SWITZERLAND aims to save its banks from heavier punishment in the United States for helping wealthy tax cheats by sidestepping its own famed secrecy laws to let bankers disclose data to US prosecutors.
A government bill put to parliament yesterday would let Swiss banks hand over internal information to US authorities in the hope of avoiding threatened criminal charges – though the banks still face fines likely to total billions of dollars.
Bankers welcomed the prospect of an exit from years of legal wrangling that has already cost them dear and driven one bank out of business but were disappointed ministers failed to win more clarity from Washington on what settlements they might now expect. Opposition in parliament could yet block the measure.
Five months after US action over tax evasion led to the closure of the country’s oldest private bank, and with formal investigations under way into some of its biggest institutions, the Swiss government urgently wants a compromise to end threats of criminal charges that have hurt a vital national industry.
It insists banks will still not be allowed to hand over client names – protected by its treasured secrecy law of 1934.

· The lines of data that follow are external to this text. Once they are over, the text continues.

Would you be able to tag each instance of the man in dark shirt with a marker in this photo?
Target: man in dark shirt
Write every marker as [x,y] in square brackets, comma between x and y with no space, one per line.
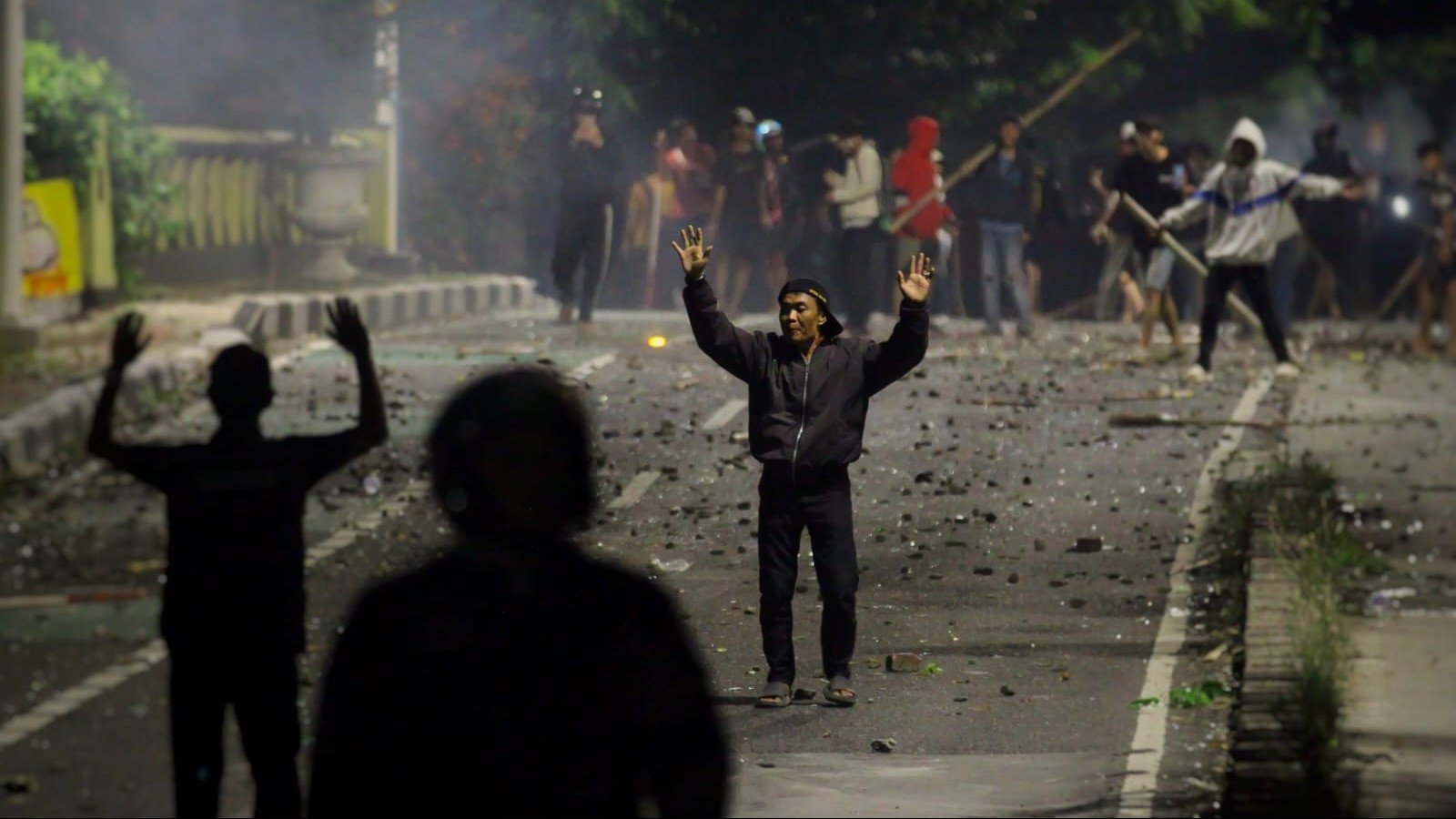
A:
[1002,189]
[516,676]
[590,175]
[1436,217]
[808,394]
[740,216]
[1154,178]
[233,603]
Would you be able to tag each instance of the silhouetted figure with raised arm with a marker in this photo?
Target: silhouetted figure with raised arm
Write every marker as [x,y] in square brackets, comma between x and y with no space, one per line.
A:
[516,675]
[233,606]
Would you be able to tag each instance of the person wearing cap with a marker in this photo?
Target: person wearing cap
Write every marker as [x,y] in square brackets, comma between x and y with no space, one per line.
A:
[858,194]
[914,175]
[740,215]
[808,392]
[1113,229]
[590,184]
[785,201]
[1002,194]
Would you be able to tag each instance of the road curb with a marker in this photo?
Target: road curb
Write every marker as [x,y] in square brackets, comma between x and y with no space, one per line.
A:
[35,433]
[1267,774]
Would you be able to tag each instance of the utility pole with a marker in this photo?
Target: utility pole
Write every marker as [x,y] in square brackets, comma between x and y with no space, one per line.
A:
[14,329]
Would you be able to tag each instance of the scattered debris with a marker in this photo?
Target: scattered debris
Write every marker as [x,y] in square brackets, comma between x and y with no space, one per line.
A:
[903,662]
[659,564]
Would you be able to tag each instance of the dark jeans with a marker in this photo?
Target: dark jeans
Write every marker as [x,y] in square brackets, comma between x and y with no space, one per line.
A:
[262,687]
[855,264]
[582,235]
[1257,288]
[819,501]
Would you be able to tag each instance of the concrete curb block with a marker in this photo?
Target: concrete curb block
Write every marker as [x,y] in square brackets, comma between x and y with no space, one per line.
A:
[1267,774]
[288,317]
[43,429]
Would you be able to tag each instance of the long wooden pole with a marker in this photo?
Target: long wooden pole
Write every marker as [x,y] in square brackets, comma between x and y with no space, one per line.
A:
[1147,219]
[1030,118]
[1401,286]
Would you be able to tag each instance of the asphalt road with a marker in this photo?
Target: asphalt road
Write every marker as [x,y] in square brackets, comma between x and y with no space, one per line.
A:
[982,471]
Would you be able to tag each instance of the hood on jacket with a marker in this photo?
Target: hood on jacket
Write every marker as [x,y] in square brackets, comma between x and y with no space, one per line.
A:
[925,135]
[1249,130]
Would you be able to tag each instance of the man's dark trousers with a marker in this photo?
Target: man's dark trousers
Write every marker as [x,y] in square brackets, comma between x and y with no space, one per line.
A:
[1256,280]
[793,500]
[582,238]
[262,687]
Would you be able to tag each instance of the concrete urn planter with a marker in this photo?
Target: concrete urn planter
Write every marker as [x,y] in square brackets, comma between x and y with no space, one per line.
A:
[329,206]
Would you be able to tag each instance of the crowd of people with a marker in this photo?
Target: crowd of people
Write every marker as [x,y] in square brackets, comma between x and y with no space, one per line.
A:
[420,680]
[768,198]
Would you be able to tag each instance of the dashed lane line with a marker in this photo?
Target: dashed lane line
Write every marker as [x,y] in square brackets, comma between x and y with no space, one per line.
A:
[1150,734]
[725,414]
[51,709]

But the new proposal, valid for a year only, would allow them to hand over so much information on customers’ behaviour that US officials should be able to identify Americans who have used Swiss bank accounts to evade their taxes.
“If banks were not authorised to cooperate with the US authorities, the initiation of further criminal investigations or charges concerning banking institutions could not be ruled out,” the Swiss finance department said in a statement.
Swiss analysts were divided: some called it a sensible way out of a problem that meant banks, which are mostly now pulling out of the US private client business, found themselves barred by Swiss law from cooperating with US prosecutors; others condemned the blow to secrecy as “blackmail” by Washington.
The country’s biggest bank UBS was forced in 2009 to pay a fine of $780m and deliver the names of more than 4,000 clients to avoid indictment, giving the US authorities information that allowed them to then pursue other Swiss banks.
Switzerland’s tradition of bank secrecy has helped make it the world’s biggest offshore financial centre, with $2 trillion in assets.